CSD
- Founded: 1972
- Headquarters: Montreal, Quebec
- Location: Canada;
- Members: 73200
- Key people: Luc Vachon, president
- Affiliations: ITUC
- Website: www.csd.qc.ca

= Congress of Democratic Trade Unions (Quebec) =

National trade union centre in Canada

The Congress of Democratic Trade Unions (French: Centrale des syndicats démocratiques, CSD) is a national trade union centre in Quebec formed on 8 June 1972 in response to a split within the Confederation of National Trade Unions Confédération des syndicats nationaux, CSN).
It is the smallest of the four labour centres in Quebec, with about 4% (62,770 members) of the union membership in the province.

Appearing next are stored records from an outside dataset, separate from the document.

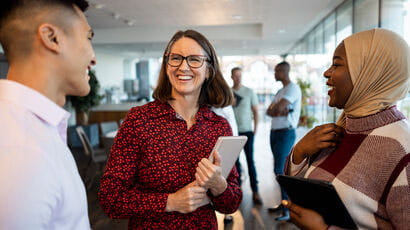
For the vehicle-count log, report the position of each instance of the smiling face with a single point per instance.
(78, 56)
(185, 80)
(237, 77)
(338, 79)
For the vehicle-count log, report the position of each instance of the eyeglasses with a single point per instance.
(194, 61)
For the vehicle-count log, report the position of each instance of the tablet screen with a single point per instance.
(229, 149)
(317, 195)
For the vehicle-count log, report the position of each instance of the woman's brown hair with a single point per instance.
(214, 91)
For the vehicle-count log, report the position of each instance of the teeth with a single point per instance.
(185, 77)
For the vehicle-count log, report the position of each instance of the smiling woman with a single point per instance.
(366, 153)
(158, 174)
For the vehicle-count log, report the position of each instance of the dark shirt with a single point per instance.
(154, 155)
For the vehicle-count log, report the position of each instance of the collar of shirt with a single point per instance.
(36, 103)
(166, 110)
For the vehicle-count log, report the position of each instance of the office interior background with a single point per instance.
(130, 37)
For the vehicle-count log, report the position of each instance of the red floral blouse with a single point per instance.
(154, 155)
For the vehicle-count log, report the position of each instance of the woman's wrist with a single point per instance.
(298, 156)
(168, 207)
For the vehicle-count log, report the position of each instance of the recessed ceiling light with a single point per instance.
(98, 5)
(116, 16)
(129, 22)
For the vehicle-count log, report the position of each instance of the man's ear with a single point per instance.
(50, 37)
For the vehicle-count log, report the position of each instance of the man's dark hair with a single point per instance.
(235, 69)
(19, 20)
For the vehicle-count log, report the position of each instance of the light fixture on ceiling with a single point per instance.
(237, 16)
(116, 16)
(129, 22)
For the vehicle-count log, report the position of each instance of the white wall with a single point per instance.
(109, 70)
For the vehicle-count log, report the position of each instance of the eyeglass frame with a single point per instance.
(204, 58)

The split was led by dissident members of the CSN executive Paul-Émilien Dalpé, Jacques Dion and Amédée Daigle, referred to as the "Three Ds", who said they wanted a more democratic union body and one which would be politically neutral, as distinct from the political militancy of the CSN. Paul-Émile Dalpé was the first president of the CSD, Dion was treasurer and Daigle was director of services. Jean-Paul Hétu was vice-president and Réal Labelle was secretary.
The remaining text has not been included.